Frontman Phillip Ekström calls his bands’ fourth release, Portico: “A silent hunt for something else. We always end up seeing our albums as small films. And Portico: would definitely be our little space saga. It’s a bit of a spiritual album. I want to get connected to nothingness.” With this goal in mind, I can confidently say that the Swedish four piece, The Mary Onettes have accomplished it. When listening to the seven track album you can tell there is some sort of definitive arc to it, with reoccurring themes and sounds uniting it as one complete work.
One of the more common motifs, and an odd one for an album at that is the notion of Silence. Leading off with “Silence is a Gun” a dreamy, mellow, hazy yet purposeful track seems to be prepping us for our little space journey. In “Naïve Dream” it seems like we have lift off. While equally hazy and dreamy, as well as frequent references to silence, we have a much more confident guitar notes and blissful vocals. Towards the end of the song we get a futuristic sounding guitar fade out and we are into the great unknown and there is no turning back. “Ritual Mind” has for lack of a better term, spaced out vocals with very cool deep, plunging production elements, providing an all-around exploratory vibe. “Everything Everything” seems to be the high point of the album, being more up tempo than the previous songs with little snippets of some broadcast coming in and out, like some far off signal. Here we have the vocals taking a backseat with guitars piloting and motivated drums riding shotgun. “Your Place” keeps our tempo up with some outstanding drum progressions and some pretty neat layering. In a normal arc, we would expect to be coming back down to Earth sometime soon, but that isn’t the case with Portico:. While we are definitely nearing the end of our journey, “Bells for Stranger” doesn’t seem to be bringing us closer. While the lyrics suggest we are “Closer than ever before,” instead, it seems as if we are drifting away with a much slower song. We are again provided with the silence theme and words cut out with about a minute left in the song and opt for a futuristic fade out. This fade rolls right into “Portico: 2014” a wordless song that progresses this notion of drifting away in space. Deliberate piano keys are the only thing anchoring us, which ultimately cuts into, you guessed it, silence.
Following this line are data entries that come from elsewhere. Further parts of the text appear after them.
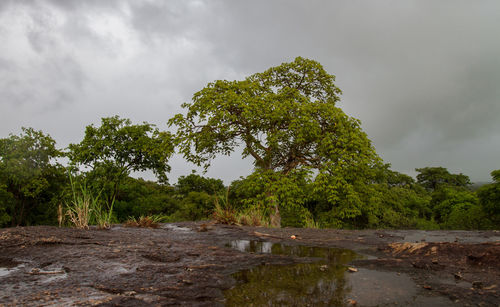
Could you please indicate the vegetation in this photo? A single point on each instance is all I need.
(288, 122)
(313, 167)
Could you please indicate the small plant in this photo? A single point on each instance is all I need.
(253, 217)
(103, 217)
(223, 211)
(85, 208)
(150, 221)
(81, 206)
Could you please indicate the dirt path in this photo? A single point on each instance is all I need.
(193, 265)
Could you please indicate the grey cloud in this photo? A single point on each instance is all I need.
(421, 75)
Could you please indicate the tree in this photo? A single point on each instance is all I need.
(285, 118)
(197, 183)
(489, 198)
(30, 179)
(117, 148)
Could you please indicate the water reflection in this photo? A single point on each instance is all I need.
(325, 282)
(321, 283)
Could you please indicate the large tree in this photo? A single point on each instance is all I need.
(117, 148)
(285, 118)
(30, 178)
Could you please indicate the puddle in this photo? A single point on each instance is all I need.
(8, 266)
(326, 282)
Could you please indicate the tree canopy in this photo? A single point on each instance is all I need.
(29, 176)
(286, 119)
(118, 147)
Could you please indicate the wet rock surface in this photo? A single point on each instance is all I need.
(177, 265)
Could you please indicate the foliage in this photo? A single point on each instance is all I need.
(81, 206)
(223, 212)
(150, 221)
(30, 180)
(117, 148)
(197, 183)
(489, 198)
(141, 197)
(86, 207)
(287, 120)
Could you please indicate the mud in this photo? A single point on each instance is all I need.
(194, 264)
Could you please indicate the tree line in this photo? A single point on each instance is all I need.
(313, 164)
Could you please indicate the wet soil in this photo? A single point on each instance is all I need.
(200, 264)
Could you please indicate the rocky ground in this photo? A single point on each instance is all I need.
(197, 264)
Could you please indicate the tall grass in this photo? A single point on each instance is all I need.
(150, 221)
(224, 213)
(86, 207)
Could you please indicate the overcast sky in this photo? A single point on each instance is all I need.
(423, 76)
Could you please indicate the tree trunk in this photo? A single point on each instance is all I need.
(276, 217)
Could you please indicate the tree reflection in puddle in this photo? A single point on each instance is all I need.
(322, 283)
(325, 282)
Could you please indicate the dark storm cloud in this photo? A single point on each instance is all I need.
(421, 75)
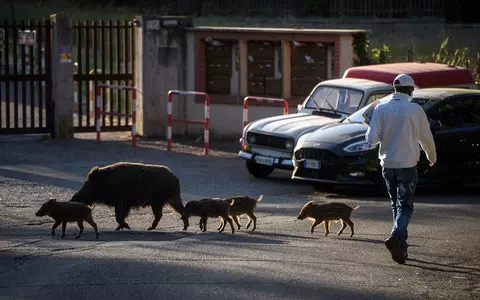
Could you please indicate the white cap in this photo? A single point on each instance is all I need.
(403, 80)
The Mary Onettes without a doubt take us on a journey through their newest album Portico: however, for me, I was kind of wishing it ultimately went somewhere, instead of leaving us floating. While it is an ambitious album that has all of its musical elements there and executed quite well, I still found myself longing for some sort of closure. Something. Maybe that is the point. Maybe they intended to leave us with the emptiness and silence, wanting more. If that was indeed the purpose or lack thereof then: Mission Accomplished.